I’ve been running nextcloud since before it was nextcloud. Was owncloud then moved to next cloud.
Another user put it best. It always feels 75% complete. Sync isn’t fast, gives errors that self correct when restarting the all. Most plugins are even more janky or feel super barren.
I wanted to like it so much but I stopped being able to trust most plugins which meant I had dedicated apps for those things and used nextcloud only for file sync.
If you only want file sync then seafile is vastly superior so that’s what I now have.
Yeah, I wish Nextcloud focused more on the file manager side of their applications. I was using it on my TrueNAS instance and it seems like an unfinished product. E2EE is not enabled by default and looks like their implementation is not perfect either.
Sounds like a common software issue. All the features where developed to 80%, and then moved on to the next feature. Leaving that last, difficult, time consuming, 20% open and unfinished.
It’s the difference between more corporate or Enterprise projects and FOSS projects in a lot of ways. Even once that project matures and becomes a more corporate product the same attitude towards completeness and correctness tends to persist.
(not saying foss is bad, just that the bar tends to be lower in my experience of building software, for many legitimate reasons).
It’s “cultural” in a way depending on the project.
LibreOffice wants to call with broken rendering on Windows, but the changelog mentions new tasty features. But FOSS can do it, Debian can. Those project managers should learn from their approach, whatever it is.
I’m still too container stupid to understand the right way to do this. I’m running it in docker under kubernetes and sometimes I don’t update nextcloud for a long time then I do a container update and it’s all fucked because of incompatible php versions of some shit.
I don’t remember much about how to use kubernetes but if you can specify a tag like nextcloud:28 instead of nextcloud:latest you should have a safer time with upgrades. Then make sure you always upgrade all the way before moving to a newer major version, this is crucial.
Installed it in k3s and then pulled up the Android app but all it does is say every single file is a duplicate and overload my notifications tray while not uploading anything
Works great for me.
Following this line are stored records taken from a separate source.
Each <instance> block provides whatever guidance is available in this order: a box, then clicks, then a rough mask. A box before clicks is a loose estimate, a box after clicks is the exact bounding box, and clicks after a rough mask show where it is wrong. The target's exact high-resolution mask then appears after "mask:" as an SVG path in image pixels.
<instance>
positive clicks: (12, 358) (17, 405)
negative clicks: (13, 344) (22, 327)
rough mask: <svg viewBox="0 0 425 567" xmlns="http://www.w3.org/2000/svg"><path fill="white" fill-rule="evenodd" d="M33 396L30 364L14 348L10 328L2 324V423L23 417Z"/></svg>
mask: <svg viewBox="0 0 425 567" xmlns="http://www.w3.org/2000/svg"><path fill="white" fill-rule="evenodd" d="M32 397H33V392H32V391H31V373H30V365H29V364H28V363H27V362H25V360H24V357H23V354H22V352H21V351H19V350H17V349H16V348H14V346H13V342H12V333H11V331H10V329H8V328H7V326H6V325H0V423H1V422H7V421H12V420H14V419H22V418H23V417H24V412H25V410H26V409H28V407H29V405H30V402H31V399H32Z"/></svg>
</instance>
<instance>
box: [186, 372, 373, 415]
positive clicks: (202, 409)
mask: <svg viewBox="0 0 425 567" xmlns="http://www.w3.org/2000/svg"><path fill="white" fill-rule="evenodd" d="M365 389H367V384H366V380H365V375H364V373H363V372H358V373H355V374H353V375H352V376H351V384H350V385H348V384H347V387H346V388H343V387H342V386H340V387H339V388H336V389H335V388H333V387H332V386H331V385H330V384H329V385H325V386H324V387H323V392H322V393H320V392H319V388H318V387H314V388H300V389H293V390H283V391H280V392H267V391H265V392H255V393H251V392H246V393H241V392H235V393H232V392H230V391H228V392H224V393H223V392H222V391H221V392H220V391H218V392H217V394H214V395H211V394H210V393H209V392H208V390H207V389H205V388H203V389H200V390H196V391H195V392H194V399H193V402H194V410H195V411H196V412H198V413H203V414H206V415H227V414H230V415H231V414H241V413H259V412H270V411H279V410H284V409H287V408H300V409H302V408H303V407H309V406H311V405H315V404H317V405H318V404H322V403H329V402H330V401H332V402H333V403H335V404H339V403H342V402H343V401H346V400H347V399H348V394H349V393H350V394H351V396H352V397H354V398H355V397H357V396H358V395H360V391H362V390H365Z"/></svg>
I had it running in a snap for awhile, but now I just have it in a proxmox Debian container running a LAMP stack. I have over a terabyte of stuff saved and multiple computers syncing too, so its well used.
Updating from my experience is not Russian roulette. It always requires manual intervention and drives me mad. Half the time I just wget the new zip and copy my config file and restart nginx lol.
Camera upload has been fantastic for Android, but once in a while it shits its brains out thinking there are conflicts when there are none and I have to tell it to keep local AND keep server side to make them go away.
The update without fail tells me it doesn’t work due to non-standard folders being present. So, I delete ‘temp’. After the upgrade is done, it tells me that ‘temp’ is missing and required.
Other than that it’s quite stable though… Unless you dare to have long file names or folder depths.
I’ve setup Nextcloud but have done next to nothing with it.
My Lemmy instance gives me the most problems, but it’s also the only publicly available service I run. Mostly the issue is it seems to have a memory leak that forces me to restart it every few days.
Everything else has been completely rock solid for me, running on a mini pc (formerly a pi4 until I wanted to start doing stuff with Jellyfin and needed more power for transcoding) on OpenSUSE Leap all in docker containers. Makes it insanely easy to move stuff. I had no issues basically just copying the docker-compose files and data and bringing them up even when switching architectures.
I dunno what you guys are doing that makes your nextcloud die without touching it. Mine runs happily until I decide to update it, and that usually goes fine, too. I don’t use docker for it, tho.
I’ve been reading nextcloud forums/reddit/lemmy/etc. for years now, and i feel like 90% of the problems are from people using docker or whatever easy one-click solution is out there
I’ve been running NC the old fashioned way for years now and i’ve never had problems of NC dying for no reason.
Have i had issues? Of course… Not not like the ones people keep coming here and shitting on NC
The only times i’ve had major issues and it was actually a problem with nextcloud, is buggy major version releases… So i never install a new major release until X.0.1 these days. Havent really had problems since
For years, I had an unstable unraid server. I was fixing it every couple of days after a lockup. I had decided that unraid sucked. When it was up for a week I celebrated. Every one of my dockers was a suspect. I learned to hate all of them.
I didn’t realize that next Cloud was so bad, might I recommend people having issues try Seafile? Also open source and I’ve been using it for many years without issues. It doesn’t have as many features and it doesn’t look as shiny but it’s rock solid
I’m having a hard time believing that… There is a difference between being able to fix the update issues every time without problems or having no problems at all. But if so, neat.